An employee who does not work under an agreement for a definite term of employment is an at-will employee who may be discharged at any time with or without cause (see Murphy v American Home Prods. Corp., 58 NY2d 293). New York does not recognize a cause of action for the tort of abusive or wrongful discharge of an at-will employee, and this rule cannot be circumvented by casting the cause of action in terms of tortious interference with employment (see Smalley v Dreyfus Corp., 10 NY3d 55; Horn v New York Times, 100 NY2d 85; Ingle v Glamore Motor Sales, 73 NY2d 183; Barcellos v Robbins, 50 AD3d 934, 935).
Nevertheless, an at-will employee may assert a cause of action alleging tortious interference with employment where he or she can demonstrate that the defendant utilized wrongful means to effect his or her termination (see e.g. Murray v SYSCO Corp., 273 AD2d 760). In such cases, the plaintiff is required to show: "(1) the existence of a business relationship between the plaintiff and a third party; (2) the defendants' interference with that business relationship; (3) that the defendants acted with the sole purpose of harming plaintiff or used dishonest, unfair, improper or illegal means that amounted to a crime or an independent tort; and (4) that such acts resulted in the injury to the plaintiff's relationship with the third party" (Schorr v Guardian Life Ins.

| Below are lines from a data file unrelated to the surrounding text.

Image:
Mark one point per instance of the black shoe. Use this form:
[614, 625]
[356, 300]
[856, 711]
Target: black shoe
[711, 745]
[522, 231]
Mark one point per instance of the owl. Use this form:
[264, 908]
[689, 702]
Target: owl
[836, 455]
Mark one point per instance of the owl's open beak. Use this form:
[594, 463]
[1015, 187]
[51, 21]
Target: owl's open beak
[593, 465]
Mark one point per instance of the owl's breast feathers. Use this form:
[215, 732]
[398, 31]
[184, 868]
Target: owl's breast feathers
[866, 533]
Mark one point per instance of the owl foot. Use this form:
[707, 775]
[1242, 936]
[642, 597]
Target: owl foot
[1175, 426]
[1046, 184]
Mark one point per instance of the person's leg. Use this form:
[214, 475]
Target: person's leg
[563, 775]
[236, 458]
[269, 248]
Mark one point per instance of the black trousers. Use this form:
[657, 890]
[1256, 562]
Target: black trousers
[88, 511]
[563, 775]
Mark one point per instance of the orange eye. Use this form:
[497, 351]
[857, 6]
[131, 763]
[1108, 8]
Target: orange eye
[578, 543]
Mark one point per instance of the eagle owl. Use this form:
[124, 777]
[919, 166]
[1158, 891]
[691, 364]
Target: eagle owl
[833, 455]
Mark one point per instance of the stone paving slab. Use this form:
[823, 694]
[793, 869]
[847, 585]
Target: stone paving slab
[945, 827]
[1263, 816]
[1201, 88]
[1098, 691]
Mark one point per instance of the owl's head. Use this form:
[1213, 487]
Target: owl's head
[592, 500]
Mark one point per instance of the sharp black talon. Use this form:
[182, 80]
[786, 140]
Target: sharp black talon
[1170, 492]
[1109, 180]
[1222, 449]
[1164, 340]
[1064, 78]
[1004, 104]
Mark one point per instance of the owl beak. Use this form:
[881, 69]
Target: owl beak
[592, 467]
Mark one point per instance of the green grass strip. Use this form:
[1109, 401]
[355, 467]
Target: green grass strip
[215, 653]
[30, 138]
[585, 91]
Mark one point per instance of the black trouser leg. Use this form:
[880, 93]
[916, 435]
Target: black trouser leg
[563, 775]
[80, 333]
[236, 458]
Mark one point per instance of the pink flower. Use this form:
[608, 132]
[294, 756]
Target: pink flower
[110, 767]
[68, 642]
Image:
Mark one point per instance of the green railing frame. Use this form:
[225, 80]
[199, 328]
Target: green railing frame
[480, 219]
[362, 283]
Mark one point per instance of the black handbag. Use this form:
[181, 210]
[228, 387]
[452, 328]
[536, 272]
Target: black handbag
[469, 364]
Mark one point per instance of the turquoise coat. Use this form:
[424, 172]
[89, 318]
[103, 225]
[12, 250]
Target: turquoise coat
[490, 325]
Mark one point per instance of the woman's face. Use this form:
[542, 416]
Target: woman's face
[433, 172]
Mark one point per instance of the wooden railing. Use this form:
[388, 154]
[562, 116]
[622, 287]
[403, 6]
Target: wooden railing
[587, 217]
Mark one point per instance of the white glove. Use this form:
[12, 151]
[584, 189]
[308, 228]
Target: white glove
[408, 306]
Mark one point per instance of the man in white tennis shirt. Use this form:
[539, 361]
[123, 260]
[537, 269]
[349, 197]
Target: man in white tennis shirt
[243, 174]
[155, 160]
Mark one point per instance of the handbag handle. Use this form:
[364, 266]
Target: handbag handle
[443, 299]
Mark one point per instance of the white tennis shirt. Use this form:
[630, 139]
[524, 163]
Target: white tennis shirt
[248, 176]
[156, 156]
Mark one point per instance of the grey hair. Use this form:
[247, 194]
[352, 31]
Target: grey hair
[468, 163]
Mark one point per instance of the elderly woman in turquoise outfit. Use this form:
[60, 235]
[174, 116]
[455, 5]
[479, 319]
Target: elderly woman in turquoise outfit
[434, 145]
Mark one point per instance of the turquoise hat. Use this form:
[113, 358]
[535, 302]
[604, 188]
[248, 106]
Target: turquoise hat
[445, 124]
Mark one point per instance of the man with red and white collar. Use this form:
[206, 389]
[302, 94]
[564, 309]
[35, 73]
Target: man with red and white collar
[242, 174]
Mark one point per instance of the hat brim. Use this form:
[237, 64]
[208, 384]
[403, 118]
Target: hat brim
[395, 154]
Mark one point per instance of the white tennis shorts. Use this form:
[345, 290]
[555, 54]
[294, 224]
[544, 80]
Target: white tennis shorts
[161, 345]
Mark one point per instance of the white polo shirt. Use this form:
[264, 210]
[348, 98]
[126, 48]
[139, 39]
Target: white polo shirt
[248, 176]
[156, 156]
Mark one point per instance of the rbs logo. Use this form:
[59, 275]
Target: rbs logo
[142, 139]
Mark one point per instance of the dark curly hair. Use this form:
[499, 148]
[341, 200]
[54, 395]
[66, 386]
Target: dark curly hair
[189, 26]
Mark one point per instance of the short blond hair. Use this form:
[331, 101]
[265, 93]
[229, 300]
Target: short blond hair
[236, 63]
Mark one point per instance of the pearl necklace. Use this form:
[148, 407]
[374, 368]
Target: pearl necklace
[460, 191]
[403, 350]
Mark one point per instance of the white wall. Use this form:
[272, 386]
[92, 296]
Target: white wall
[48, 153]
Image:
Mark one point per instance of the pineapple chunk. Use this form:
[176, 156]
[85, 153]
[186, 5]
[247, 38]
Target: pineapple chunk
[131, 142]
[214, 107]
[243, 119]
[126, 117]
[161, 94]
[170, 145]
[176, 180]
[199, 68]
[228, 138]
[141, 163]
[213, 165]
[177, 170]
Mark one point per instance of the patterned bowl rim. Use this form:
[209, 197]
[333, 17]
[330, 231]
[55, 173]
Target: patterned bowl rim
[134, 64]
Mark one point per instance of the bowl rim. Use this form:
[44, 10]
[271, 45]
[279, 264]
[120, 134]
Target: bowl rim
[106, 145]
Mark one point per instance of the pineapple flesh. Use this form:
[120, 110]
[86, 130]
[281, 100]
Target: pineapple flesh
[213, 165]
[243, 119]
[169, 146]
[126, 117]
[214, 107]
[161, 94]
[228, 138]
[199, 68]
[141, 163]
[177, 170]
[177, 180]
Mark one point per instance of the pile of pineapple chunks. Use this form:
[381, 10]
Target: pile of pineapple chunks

Co. of Am., 44 AD3d 319, 323).
On a motion to dismiss a complaint pursuant to CPLR 3211(a)(7) for failure to state a cause of action, the court must accept as true the facts alleged in the complaint and submissions in opposition to the motion, and accord the plaintiff the benefit of every possible favorable inference (see 511 W. 232nd Owners Corp. v Jennifer Realty Co., 98 NY2d 144, 151-152; Sokoloff v Harriman Estates Dev. Corp., 96 NY2d 409, 414; Leon v Martinez, 84 NY2d 83, 87). Contrary to the plaintiff's contention, the complaint consisted only of bare legal conclusions and conclusory allegations that the defendants acted with malice, which, without more, were insufficient to place their actions outside of the scope of their own employment (see Marino v Vunk, 39 AD3d 339, 340-341; Negron v JP Morgan Chase/Chase Manhattan Bank, 14 AD3d 673). Further, the defendant former co-workers were acting within the scope of their employment when they brought their concerns about the plaintiff's behavior and ability to perform her job to the attention of the managing attorney and the human resources administrator. Accordingly, the Supreme Court properly granted that branch of the defendants' motion which was pursuant to CPLR 3211(a)(7) to dismiss the complaint.
SKELOS, J.P., COVELLO, LEVENTHAL and ROMAN, JJ., concur.